Yes, the first swallows of companies that make products/services that make a lot of sense to their creators and have superior added matteroing value for customers/users in the real world are emerging. Such companies have several main characteristics in common:
- Expert leadership is left as far down as possible, to people who understand their work = senior LEADERS who can coach less experienced colleagues and help them on a daily basis to find ways to overcome blocks in their work and find better methods to tighten up the quality of product fictions in line with the desired features/outputs;
- projects are not managed by Mr. Forward or Mrs. Forwardees, coordinators or push-up project managers, but by MEDIATORS who are perfectly adaptable at mediating communication within teams and across the company/companies;
- can focus on the essential organic information in teams instead of the instant flood of data and the now so-modern mania to measure every fart;
- successful companies also have good financial management and, most importantly, a navigator – a STRATEGIST with intuition who can use their experience to steer the rudder correctly and constantly fine-tune teamwork, create great conditions for the crew and have the courage to choose even unconventional and new paths. And above all, he can not only give clearly feedback to teammates but most importantly, with humility, accept feedback!

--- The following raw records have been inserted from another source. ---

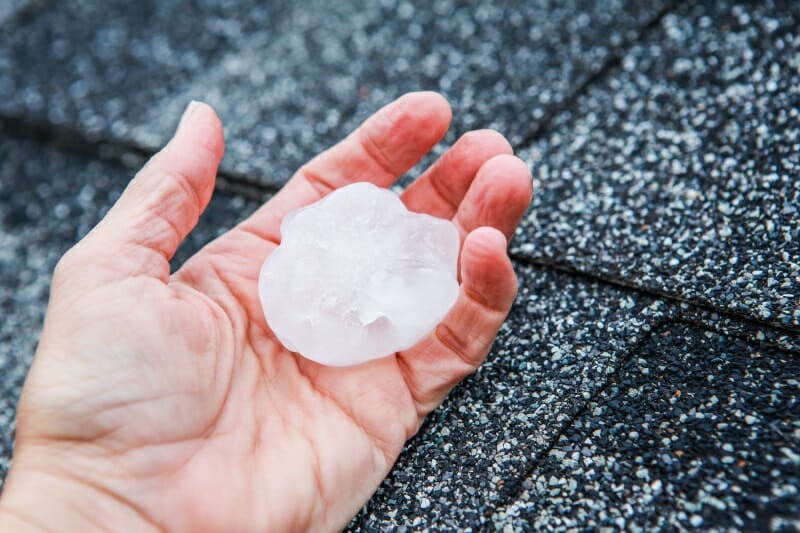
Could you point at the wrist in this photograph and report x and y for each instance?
(43, 501)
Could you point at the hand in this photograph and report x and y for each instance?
(164, 401)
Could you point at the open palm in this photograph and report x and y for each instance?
(164, 400)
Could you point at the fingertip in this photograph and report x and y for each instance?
(486, 240)
(486, 270)
(431, 109)
(200, 126)
(487, 141)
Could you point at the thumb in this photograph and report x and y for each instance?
(162, 204)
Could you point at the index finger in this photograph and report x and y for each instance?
(379, 151)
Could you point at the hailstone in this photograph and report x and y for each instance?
(358, 277)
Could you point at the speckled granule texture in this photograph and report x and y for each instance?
(562, 340)
(661, 252)
(9, 8)
(697, 430)
(48, 200)
(286, 79)
(679, 171)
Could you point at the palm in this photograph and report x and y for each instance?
(202, 419)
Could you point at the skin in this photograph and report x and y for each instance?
(161, 401)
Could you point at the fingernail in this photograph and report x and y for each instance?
(190, 109)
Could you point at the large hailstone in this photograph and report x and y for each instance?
(357, 276)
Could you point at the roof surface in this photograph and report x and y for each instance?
(648, 375)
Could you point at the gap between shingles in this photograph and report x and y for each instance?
(748, 320)
(516, 488)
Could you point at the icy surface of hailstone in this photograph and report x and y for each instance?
(357, 277)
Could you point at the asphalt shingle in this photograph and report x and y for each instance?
(698, 430)
(291, 80)
(679, 171)
(563, 339)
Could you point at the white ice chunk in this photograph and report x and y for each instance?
(357, 276)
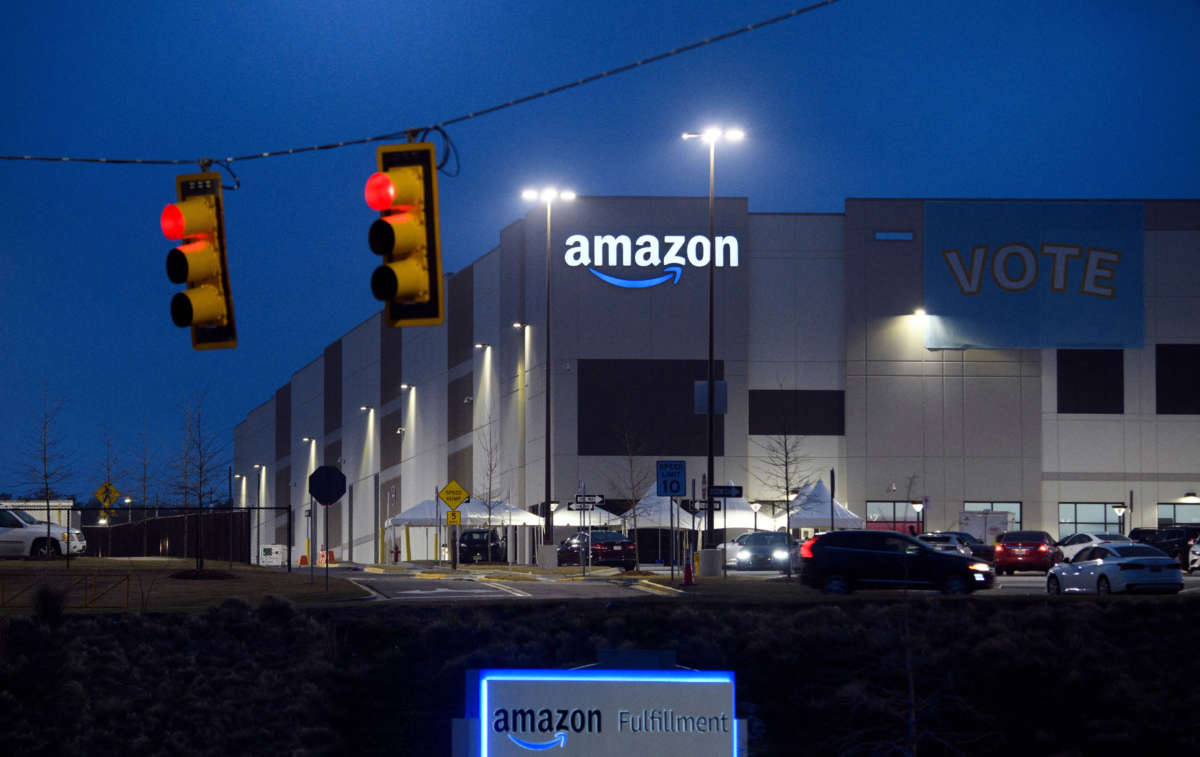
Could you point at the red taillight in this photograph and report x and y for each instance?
(173, 222)
(807, 548)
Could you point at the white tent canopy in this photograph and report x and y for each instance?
(810, 509)
(474, 514)
(737, 512)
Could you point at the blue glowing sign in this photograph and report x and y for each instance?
(601, 712)
(1033, 274)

- a great production manager, then, is good at motivating teams to solve meaningful problems, not afraid to get down to the nitty-gritty and keeping a distance from operations and delivering detailed tasks or micromanagement madness. That’s what implementation team leaders = MRTeers 😉 are for. It’s bad when a production manager directly tasks people, has to act as a supervisor and approve the takeover of every task/story or resigns to the WHY question and becomes a boss wish fulfiller and medal hunter for meeting KPIs that are often set by people without knowing the context. Product management is a discipline that combines the thinking skills of a businessman, the heart of a designer, the brain of an engineer, the listening skills of a diplomat, the courage of a lion and the honor and skill of a phoenix saying no!. These are all qualities that only a high-quality product LEADER with diverse experience and professional overlap can combine with the courage to face animal ideas;
If a product leader is not a great courageous positive leader, teams will fail to create above-average competitive products.
Why is leadership so important to successful productivity and competitiveness in global world?

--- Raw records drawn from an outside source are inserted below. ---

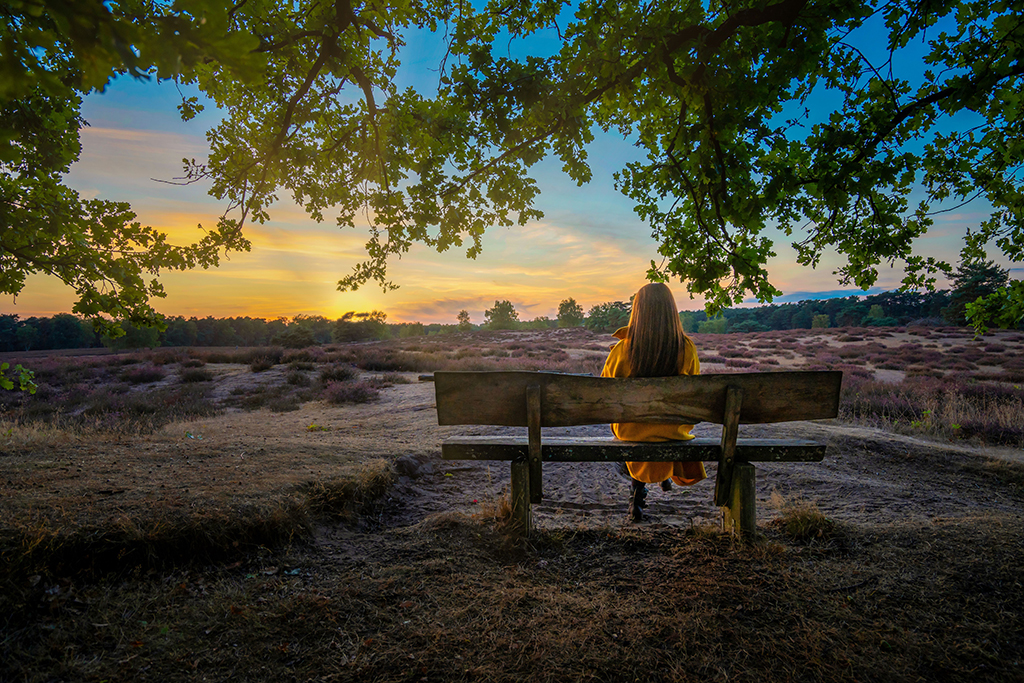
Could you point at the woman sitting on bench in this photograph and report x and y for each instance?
(653, 345)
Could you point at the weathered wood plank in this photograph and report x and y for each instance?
(534, 433)
(521, 514)
(730, 430)
(500, 398)
(739, 515)
(567, 450)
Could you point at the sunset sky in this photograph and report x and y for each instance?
(589, 246)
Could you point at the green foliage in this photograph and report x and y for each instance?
(689, 319)
(313, 109)
(134, 336)
(23, 376)
(608, 316)
(359, 327)
(55, 51)
(502, 316)
(569, 313)
(539, 323)
(1004, 308)
(973, 280)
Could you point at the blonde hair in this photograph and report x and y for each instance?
(654, 333)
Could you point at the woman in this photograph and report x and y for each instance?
(653, 345)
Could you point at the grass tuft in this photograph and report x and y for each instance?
(802, 520)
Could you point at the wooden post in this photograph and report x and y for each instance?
(730, 428)
(534, 428)
(739, 516)
(520, 498)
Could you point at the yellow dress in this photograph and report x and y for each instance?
(684, 474)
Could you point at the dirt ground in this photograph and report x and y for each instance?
(921, 582)
(868, 476)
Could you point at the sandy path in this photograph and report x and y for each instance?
(868, 476)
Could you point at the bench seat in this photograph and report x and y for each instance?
(608, 449)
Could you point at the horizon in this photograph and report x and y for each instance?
(590, 245)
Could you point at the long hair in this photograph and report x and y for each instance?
(654, 333)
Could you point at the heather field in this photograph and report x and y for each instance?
(279, 514)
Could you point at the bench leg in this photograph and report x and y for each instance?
(521, 498)
(739, 516)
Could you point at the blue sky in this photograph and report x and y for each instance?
(589, 246)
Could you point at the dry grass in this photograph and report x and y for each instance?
(444, 600)
(802, 520)
(281, 565)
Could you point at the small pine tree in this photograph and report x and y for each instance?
(502, 316)
(569, 313)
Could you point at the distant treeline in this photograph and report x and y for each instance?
(67, 331)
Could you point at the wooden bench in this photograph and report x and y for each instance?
(548, 399)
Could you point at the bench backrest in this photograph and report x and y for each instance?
(500, 397)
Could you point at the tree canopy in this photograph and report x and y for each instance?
(502, 316)
(752, 115)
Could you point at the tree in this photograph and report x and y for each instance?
(750, 115)
(569, 313)
(359, 327)
(133, 336)
(54, 51)
(973, 280)
(502, 316)
(608, 316)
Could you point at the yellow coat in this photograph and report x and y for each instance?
(684, 474)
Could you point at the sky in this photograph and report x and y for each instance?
(590, 246)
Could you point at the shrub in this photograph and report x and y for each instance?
(338, 373)
(144, 374)
(350, 392)
(260, 365)
(298, 378)
(188, 375)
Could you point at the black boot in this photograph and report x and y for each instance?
(638, 498)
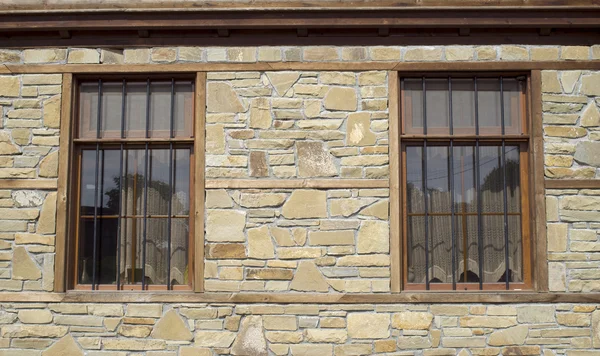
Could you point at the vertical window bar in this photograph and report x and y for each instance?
(478, 189)
(506, 241)
(95, 236)
(451, 182)
(425, 185)
(123, 94)
(146, 172)
(171, 179)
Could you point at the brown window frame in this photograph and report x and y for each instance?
(408, 137)
(116, 140)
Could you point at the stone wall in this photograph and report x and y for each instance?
(298, 329)
(571, 123)
(302, 240)
(297, 125)
(284, 125)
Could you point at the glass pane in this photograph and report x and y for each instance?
(413, 105)
(513, 106)
(440, 249)
(109, 182)
(464, 179)
(463, 106)
(181, 190)
(180, 274)
(184, 109)
(468, 254)
(135, 109)
(416, 249)
(488, 96)
(88, 110)
(156, 250)
(515, 249)
(437, 106)
(112, 105)
(438, 179)
(160, 109)
(158, 186)
(414, 179)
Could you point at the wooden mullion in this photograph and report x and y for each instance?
(394, 183)
(536, 179)
(64, 168)
(199, 186)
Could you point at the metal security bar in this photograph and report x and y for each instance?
(458, 146)
(106, 223)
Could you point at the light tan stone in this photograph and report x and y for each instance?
(412, 320)
(306, 203)
(80, 56)
(368, 326)
(358, 130)
(221, 98)
(550, 82)
(10, 86)
(314, 160)
(282, 81)
(52, 112)
(590, 116)
(379, 210)
(214, 338)
(373, 237)
(171, 327)
(44, 55)
(23, 265)
(225, 225)
(308, 278)
(329, 238)
(35, 316)
(348, 207)
(64, 346)
(260, 245)
(218, 198)
(340, 99)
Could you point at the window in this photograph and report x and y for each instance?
(465, 183)
(133, 150)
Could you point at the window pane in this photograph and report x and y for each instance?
(463, 106)
(414, 179)
(135, 109)
(437, 106)
(413, 105)
(112, 105)
(88, 110)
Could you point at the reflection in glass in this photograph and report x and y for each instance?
(493, 237)
(130, 244)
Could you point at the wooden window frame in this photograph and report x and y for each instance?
(195, 144)
(535, 275)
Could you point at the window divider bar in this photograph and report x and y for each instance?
(171, 179)
(451, 182)
(146, 173)
(119, 223)
(504, 190)
(95, 236)
(478, 189)
(425, 185)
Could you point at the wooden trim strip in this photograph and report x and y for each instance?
(62, 208)
(335, 183)
(51, 184)
(199, 183)
(572, 183)
(323, 66)
(394, 154)
(450, 297)
(540, 251)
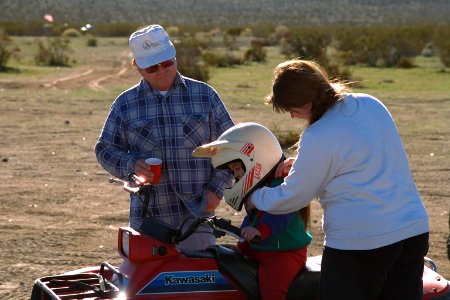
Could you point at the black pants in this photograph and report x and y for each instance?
(390, 272)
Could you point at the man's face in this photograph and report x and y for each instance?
(237, 169)
(162, 79)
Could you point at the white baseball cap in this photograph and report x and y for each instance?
(150, 46)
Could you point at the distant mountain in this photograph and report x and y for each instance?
(230, 12)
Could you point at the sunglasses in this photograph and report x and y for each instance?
(165, 64)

- Great product teams have no hierarchy; they are teams of equal
collaboratorscooperators. Command and control don’t work in creative work. Self-directed & self-organizing teams are much more effective. - Quality and reliance on shared knowledge in context across teams is essential
- trust in team members and keeping decision-making authority as close to the problem as possible is key
- people are different and something works differently for everyone, so it’s good if a producer can be a partner/mentor/facilitator/negotiator or sometimes just a simple observer who can give feedback in a clear (sometimes public / sometimes only strictly personal) and honest way and is not afraid to suggest change and activate all the powers to move on
Which good techniques are working in practice?

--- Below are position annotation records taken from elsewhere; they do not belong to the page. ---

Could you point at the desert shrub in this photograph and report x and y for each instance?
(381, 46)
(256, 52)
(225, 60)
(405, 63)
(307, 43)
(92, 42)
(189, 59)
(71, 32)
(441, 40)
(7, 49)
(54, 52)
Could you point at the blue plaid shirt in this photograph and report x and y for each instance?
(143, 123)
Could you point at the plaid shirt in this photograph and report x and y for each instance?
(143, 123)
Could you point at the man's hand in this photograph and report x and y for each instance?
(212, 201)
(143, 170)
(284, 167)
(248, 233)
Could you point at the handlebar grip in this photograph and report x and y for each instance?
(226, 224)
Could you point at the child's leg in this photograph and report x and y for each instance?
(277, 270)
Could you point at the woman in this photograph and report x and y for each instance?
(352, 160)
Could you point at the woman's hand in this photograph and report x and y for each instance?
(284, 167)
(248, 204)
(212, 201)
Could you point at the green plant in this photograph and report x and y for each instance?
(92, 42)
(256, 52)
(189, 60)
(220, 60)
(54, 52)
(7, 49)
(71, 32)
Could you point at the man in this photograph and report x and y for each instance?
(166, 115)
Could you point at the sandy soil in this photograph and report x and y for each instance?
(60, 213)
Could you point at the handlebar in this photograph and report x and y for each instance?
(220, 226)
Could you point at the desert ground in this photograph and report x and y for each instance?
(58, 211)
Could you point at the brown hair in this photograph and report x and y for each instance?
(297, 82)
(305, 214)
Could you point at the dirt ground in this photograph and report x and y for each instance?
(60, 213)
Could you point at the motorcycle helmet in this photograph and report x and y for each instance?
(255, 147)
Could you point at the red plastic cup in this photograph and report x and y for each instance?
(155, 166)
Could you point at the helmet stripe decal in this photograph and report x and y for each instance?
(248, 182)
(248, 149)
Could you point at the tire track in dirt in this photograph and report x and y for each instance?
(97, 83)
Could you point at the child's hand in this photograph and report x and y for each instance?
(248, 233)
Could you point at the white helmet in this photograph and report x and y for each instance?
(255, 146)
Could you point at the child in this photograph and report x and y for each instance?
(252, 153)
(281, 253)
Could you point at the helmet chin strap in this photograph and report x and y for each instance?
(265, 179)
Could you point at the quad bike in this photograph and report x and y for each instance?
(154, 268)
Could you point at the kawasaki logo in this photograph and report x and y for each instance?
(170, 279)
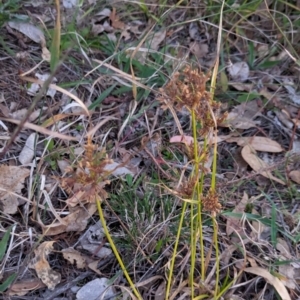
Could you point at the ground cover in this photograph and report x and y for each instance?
(149, 149)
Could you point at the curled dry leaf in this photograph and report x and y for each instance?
(259, 229)
(27, 152)
(234, 224)
(258, 165)
(258, 143)
(243, 115)
(11, 183)
(75, 221)
(75, 258)
(21, 288)
(278, 285)
(48, 276)
(31, 31)
(239, 71)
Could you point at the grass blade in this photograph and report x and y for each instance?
(3, 243)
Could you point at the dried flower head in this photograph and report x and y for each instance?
(188, 89)
(88, 178)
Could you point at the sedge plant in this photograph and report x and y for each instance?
(187, 89)
(87, 180)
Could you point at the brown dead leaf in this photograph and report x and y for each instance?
(27, 153)
(258, 143)
(295, 176)
(277, 284)
(258, 165)
(94, 267)
(11, 183)
(200, 50)
(75, 221)
(234, 224)
(75, 258)
(243, 115)
(21, 288)
(239, 71)
(48, 276)
(258, 227)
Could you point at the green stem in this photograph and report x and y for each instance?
(175, 250)
(115, 251)
(215, 237)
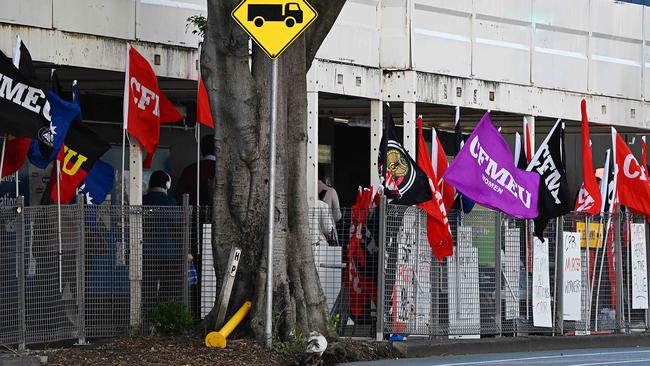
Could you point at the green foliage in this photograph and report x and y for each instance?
(172, 318)
(199, 23)
(333, 323)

The basis is the constant mutual prioritization and optimization of team members’ use of time in cooperation between the product LEADER, the MEDIATOR and the team’s expert GUIDE. In such regular clarification meetings, it is the task of the product leader to bring new features to the solution table and to take care of their understanding by others, to refine the assignment together and to clearly define the objectives – deliverables. Based on the requirement, it is then possible to jointly design a solution. A good rule of thumb is to stick to the principle of “simplicity” and MVP concepts when negotiating together, so that we do not build a supersonic cannon on a mosquito. To do this, the role of all team members is then essential to keep the cloudy ideas grounded and ensure their feasibility and delivery on solid ground. It’s a knack to always maintain a reasonable amount of latitude and creativity for the team and to remember WHY? The main goal of such a meeting is mutual “understanding”.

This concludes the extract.